A+E // Si vous deviez formuler une promesse à la ville ou à ses habitants à travers votre architecture, quelle serait-elle ?
M.R. : « Offrir plus de nature que ce que l’architecture consomme. »
Chaque projet doit restituer en biodiversité, en confort climatique et en qualité de vie plus que ce qu’il a prélevé. C’est une forme de pacte que je passe avec les territoires et leurs habitants : si un bâtiment prend du sol, il doit rendre de l’ombre, de la fraîcheur, des sols fertiles, des continuités écologiques, des espaces partagés.
Cette promesse va au-delà de l’écologie comme contrainte : c’est une vision positive et régénérative. L’architecture ne doit pas seulement limiter ses impacts, mais devenir un acteur du vivant. Elle peut produire de l’air plus pur, favoriser les pollinisateurs, améliorer la santé, générer du lien social.
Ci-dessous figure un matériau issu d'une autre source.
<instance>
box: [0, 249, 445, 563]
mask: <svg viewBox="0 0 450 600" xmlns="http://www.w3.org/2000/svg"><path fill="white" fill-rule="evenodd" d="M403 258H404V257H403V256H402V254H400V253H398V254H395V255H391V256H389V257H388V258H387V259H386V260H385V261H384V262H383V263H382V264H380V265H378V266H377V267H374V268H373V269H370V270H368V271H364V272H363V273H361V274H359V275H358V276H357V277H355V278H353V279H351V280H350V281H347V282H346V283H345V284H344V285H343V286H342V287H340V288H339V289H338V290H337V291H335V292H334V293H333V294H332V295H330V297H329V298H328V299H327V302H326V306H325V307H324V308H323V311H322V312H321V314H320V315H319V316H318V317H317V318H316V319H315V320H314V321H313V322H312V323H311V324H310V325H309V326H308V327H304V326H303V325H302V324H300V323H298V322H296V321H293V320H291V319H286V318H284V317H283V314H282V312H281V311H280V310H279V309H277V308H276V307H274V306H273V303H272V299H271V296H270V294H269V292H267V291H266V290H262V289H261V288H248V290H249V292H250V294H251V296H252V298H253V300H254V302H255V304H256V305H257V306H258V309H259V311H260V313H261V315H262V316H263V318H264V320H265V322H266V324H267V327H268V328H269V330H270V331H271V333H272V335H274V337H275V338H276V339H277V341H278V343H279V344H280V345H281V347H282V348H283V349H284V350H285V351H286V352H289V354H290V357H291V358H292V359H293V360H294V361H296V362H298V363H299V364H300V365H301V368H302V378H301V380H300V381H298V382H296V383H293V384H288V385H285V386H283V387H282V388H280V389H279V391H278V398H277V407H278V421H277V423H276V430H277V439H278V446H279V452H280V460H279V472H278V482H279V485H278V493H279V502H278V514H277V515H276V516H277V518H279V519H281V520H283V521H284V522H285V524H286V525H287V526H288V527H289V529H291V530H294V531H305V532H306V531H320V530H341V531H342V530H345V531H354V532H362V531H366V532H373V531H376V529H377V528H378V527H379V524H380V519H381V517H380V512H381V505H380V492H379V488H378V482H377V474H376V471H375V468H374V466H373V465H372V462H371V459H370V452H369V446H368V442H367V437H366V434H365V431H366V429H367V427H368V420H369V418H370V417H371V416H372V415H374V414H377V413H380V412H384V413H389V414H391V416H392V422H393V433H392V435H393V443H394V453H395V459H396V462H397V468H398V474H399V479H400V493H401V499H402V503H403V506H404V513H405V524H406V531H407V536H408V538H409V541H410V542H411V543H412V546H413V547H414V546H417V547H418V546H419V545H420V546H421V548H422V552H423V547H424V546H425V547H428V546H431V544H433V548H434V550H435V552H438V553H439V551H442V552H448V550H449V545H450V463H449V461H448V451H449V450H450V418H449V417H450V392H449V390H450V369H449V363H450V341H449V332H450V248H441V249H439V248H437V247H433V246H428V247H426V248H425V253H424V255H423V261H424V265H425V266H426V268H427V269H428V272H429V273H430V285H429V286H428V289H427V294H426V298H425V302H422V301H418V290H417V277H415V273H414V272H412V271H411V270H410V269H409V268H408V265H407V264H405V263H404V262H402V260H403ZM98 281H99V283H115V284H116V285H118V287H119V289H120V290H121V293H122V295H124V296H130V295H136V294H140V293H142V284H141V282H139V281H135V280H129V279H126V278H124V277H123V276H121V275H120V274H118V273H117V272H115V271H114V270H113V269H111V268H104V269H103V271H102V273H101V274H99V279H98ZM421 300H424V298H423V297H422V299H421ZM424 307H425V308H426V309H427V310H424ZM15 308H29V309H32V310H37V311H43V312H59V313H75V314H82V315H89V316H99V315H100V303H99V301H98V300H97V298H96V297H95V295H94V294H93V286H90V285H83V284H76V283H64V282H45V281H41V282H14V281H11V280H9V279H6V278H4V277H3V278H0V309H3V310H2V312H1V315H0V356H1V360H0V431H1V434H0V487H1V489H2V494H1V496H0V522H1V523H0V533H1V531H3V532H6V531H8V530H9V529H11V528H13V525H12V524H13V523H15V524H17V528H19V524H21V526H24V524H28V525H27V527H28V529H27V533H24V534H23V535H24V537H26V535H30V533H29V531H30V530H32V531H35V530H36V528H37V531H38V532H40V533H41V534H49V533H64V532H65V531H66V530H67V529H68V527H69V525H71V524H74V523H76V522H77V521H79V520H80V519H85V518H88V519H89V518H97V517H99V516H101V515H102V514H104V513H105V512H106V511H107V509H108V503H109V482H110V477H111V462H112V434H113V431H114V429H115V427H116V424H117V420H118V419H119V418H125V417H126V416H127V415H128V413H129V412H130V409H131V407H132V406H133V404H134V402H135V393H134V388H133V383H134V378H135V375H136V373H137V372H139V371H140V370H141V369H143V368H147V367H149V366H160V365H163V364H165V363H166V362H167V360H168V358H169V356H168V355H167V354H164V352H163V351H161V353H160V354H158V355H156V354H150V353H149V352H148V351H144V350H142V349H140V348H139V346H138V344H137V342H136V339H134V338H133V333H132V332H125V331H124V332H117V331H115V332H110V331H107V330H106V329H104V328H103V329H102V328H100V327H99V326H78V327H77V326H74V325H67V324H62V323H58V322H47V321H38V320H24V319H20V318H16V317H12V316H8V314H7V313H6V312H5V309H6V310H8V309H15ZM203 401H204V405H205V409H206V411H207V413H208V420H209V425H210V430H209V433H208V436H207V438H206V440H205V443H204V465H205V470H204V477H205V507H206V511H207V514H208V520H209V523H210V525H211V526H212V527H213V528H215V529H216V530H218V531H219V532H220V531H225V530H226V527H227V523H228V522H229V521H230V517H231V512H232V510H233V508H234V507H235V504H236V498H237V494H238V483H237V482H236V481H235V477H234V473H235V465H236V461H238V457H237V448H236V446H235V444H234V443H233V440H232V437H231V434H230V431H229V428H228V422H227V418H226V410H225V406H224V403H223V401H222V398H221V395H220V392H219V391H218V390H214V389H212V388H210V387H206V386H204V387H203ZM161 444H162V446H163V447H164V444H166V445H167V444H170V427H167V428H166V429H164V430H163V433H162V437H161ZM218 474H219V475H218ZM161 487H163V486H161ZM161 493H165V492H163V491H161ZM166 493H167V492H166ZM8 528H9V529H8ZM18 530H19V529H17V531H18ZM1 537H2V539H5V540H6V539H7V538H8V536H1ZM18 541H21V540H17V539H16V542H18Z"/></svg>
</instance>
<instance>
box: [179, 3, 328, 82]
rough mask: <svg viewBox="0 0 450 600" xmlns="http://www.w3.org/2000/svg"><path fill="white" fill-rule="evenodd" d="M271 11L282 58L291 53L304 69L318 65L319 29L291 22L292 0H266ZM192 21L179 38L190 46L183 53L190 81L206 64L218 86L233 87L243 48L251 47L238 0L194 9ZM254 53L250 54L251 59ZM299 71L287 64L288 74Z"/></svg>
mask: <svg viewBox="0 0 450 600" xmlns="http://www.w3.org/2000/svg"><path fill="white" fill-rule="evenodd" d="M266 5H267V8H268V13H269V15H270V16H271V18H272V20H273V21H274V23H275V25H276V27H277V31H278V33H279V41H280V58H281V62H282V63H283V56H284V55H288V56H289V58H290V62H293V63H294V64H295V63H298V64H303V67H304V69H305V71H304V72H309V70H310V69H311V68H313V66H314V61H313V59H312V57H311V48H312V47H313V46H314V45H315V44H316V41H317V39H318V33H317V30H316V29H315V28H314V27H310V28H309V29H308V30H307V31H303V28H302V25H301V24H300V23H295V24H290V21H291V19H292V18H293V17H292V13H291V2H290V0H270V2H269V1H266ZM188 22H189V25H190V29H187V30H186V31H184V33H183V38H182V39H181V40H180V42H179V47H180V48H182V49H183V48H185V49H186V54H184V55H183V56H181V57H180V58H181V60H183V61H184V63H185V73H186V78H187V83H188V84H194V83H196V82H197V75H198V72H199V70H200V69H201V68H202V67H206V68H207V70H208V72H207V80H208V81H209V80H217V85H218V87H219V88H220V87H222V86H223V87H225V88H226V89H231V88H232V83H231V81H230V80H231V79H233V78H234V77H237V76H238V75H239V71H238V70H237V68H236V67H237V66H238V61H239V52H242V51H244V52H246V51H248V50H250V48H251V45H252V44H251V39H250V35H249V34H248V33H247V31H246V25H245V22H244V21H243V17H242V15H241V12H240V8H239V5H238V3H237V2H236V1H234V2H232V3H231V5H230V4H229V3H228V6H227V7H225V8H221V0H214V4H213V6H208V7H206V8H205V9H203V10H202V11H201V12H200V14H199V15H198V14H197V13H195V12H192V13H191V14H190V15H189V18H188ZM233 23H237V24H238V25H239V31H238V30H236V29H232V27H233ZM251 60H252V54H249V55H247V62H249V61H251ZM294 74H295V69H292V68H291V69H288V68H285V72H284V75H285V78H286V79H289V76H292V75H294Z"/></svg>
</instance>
Dans un monde urbain en quête de sens, je crois que notre rôle est de concevoir des lieux capables de soigner la ville, de l’apaiser et de redonner aux habitants une relation sensible avec leur environnement.
A+E // Ǫuels horizons aimeriez-vous explorer demain, qu’il s’agisse de nouveaux programmes, matériaux ou territoires ?
M.R. : Je veux développer des programmes hybrides mêlant habitat, travail, agriculture urbaine et santé ; approfondir l’usage des matériaux biosourcés et du réemploi ; et investir les territoires de lisière, périphériques, franges métropolitaines, zones portuaires, pour les transformer en paysages habités et fertiles.
Au-delà de ces pistes, ma vision est celle d’une ville-écosystème, où la présence massive de nature n’est pas un luxe mais une nécessité vitale. Une ville où l’on vit au quotidien dans un rapport constant avec le vivant, où chaque rue, chaque toiture, chaque façade peut devenir fertile. Cette immersion dans la nature n’a rien de décoratif : elle procure de l’apaisement, améliore la santé, régule les microclimats et rétablit une qualité de vie perdue dans les métropoles contemporaines.
Cela passe par des espaces publics partagés, généreux et accessibles, des projets culturels ancrés dans la ville et ouverts à tous, et des lieux de vie hybrides qui décloisonnent les usages. Habiter, travailler, apprendre, se cultiver, se soigner et se rencontrer doivent pouvoir coexister dans un même écosystème urbain. Les projets que nous concevons cherchent à incarner cette mixité, où l’architecture ne sépare plus mais relie, où elle devient un milieu de vie complet.
A+E // Enfin, quand on entre dans l’un de vos bâtiments, qu’aimeriez-vous que l’on ressente avant tout ?
M.R. : Mes bâtiments ne sont pas des objets, ce sont des paysages habités. J’aimerais que l’on ressente la sensation d’entrer dans un paysage habité plutôt que dans un simple bâtiment. Ǫue l’air y circule comme dans une clairière, que la lumière filtre comme à travers des feuillages, que les matières et la présence du végétal procurent un apaisement immédiat.
Mes projets ne cherchent pas seulement à protéger mais à offrir une expérience sensible : la fraîcheur de l’ombre, la douceur d’une matière, le parfum d’une plante, le son de l’eau ou du vent. Ce sont des lieux de résonance, où chacun retrouve quelque chose d’intime, le souvenir d’un jardin, d’une médina, d’un horizon.
Plus qu’un geste architectural, je souhaite créer des espaces qui apaisent et relient : relier les habitants entre eux par des lieux partagés, relier la ville à la nature par des continuités fertiles, et reliés chacun à ses propres émotions. Si l’on ressort avec la sensation d’avoir vécu un instant de calme, de beauté et de connexion à soi-même, aux autres et au vivant, alors l’architecture a atteint son but.